One of the things I get asked about quite often from new animators is “how do you come up with good acting ideas”.

My answer, of course, is “you think my acting ideas are good? aww, shucks!”

Actually, coming up with ideas is one of my favorite parts of the animation process. It’s something I think a lot of animators don’t spend enough time focusing on in the beginning of the shot-making process. They’ll usually spend a few minutes thumbnailing ideas, maybe acting things out in video reference, but they won’t really explore the multitude of possibilities.
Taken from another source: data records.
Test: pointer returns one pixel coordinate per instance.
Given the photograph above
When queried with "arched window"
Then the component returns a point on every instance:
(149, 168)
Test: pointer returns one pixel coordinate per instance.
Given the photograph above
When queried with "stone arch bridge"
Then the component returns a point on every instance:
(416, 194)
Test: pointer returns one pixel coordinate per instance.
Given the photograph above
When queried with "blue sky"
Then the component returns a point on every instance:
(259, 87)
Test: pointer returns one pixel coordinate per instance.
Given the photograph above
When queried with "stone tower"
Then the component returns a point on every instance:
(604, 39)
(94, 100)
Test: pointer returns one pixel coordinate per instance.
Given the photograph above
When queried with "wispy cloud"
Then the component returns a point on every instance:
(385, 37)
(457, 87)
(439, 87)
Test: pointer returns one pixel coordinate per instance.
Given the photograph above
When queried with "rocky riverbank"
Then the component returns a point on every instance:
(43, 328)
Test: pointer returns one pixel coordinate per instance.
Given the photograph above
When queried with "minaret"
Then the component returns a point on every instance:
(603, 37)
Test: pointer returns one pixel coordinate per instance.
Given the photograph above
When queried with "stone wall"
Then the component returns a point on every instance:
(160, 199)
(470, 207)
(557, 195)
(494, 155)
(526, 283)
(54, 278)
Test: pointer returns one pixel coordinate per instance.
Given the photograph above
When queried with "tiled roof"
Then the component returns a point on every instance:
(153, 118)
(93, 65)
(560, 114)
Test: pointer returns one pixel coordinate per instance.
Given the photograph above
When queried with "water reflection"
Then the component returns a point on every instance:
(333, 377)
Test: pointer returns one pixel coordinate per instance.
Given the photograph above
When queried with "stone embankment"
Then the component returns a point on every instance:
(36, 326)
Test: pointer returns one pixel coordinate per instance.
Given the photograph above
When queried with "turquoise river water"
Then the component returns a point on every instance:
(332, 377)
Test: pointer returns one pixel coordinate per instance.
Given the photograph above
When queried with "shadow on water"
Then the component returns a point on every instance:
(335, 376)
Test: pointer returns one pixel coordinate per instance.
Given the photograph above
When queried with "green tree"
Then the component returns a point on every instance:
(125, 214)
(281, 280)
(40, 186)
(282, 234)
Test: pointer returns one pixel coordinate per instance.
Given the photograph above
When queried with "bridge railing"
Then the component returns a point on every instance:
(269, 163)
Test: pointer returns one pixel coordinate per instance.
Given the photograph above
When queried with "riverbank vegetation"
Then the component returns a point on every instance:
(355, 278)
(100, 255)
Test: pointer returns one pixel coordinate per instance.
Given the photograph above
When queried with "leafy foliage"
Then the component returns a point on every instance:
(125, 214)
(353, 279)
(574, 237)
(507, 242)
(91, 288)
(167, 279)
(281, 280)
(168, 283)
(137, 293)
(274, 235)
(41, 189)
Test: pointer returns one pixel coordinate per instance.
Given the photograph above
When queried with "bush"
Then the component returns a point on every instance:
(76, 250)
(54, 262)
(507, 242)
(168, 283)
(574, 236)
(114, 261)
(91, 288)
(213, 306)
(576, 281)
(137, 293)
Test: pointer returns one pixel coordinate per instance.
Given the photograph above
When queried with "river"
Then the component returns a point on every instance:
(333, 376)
This is especially the case in production where you usually have a very limited amount of time to work on your shots.

What I recommend is trying to set aside some specific time to think about all the various things your characters can do before you even start thumbnailing or shooting video reference.  One way to do this that I heard about from legendary animator Simon Otto is to play the game of “What If”.

What is this magic game, you ask?  Simple.  It’s a technique used to help you free your mind (woah) and think of all the potential possibilities of any situation.  Let’s say, for example, you have a shot where your character has to tie their shoe.  You can either animate the character bending over to tie the shoe and be done with it.. or you can make it really special.

Here’s one way it could go.

What if the character were really old?  What if when they bent down to tie their shoe, their back went out?  What if they were then frozen halfway between standing up and sitting down?  What if just at that moment, a really beautiful woman walked by?  What if they tried to stand up, but only hurt themselves further?  What if they fell over?  What if they didn’t fall over, but fell on the beautiful woman?  What if instead of a beautiful woman coming by, their bus came?  What if A bus came, but they couldn’t tell what bus number it was?  What if they were trying to read the bus number?  What if the bus door closed, just as they realized it was their bus?  What if they were trying to run after the bus, but then tripped on their shoelase?

See how it goes?  Your mind just starts going crazy!  The cool thing is that many of the ideas won’t really be useful, but the exploration, the exercise of opening your mind most definitely will be.

So along with exploring the idea of playing “what if”, I’ve also been looking at using various mind mapping tools to do it.  If you’ve never used a mind mapping tool, they’re pretty cool.  Basicaly a mind map is a diagram representing a series of ideas or thoughts.  Check out more about them on wikipedia.  I’ve been looking into using them to play “what if”.  It’s actually really fun!

As a test, I spent 5 minutes on coming up with a quick mindmap for an example where someone drinks a cup of coffee.


As you can see, some paths I explored more than others.  It’s a pretty rediculous situation, but it does a really nice job of letting your mind kind of explore all options.  The cool thing is that you can really adjust the granularity to whatever makes the most sense for your situation.  For example, with the bending down to tie the shoe exercise, you can simply do:


See?  Some much more simple options.

In the end, you may end up making the exact same choices you would have made without this exercise, but at least if you do, you will know that you explored other options and really came up with the best solution.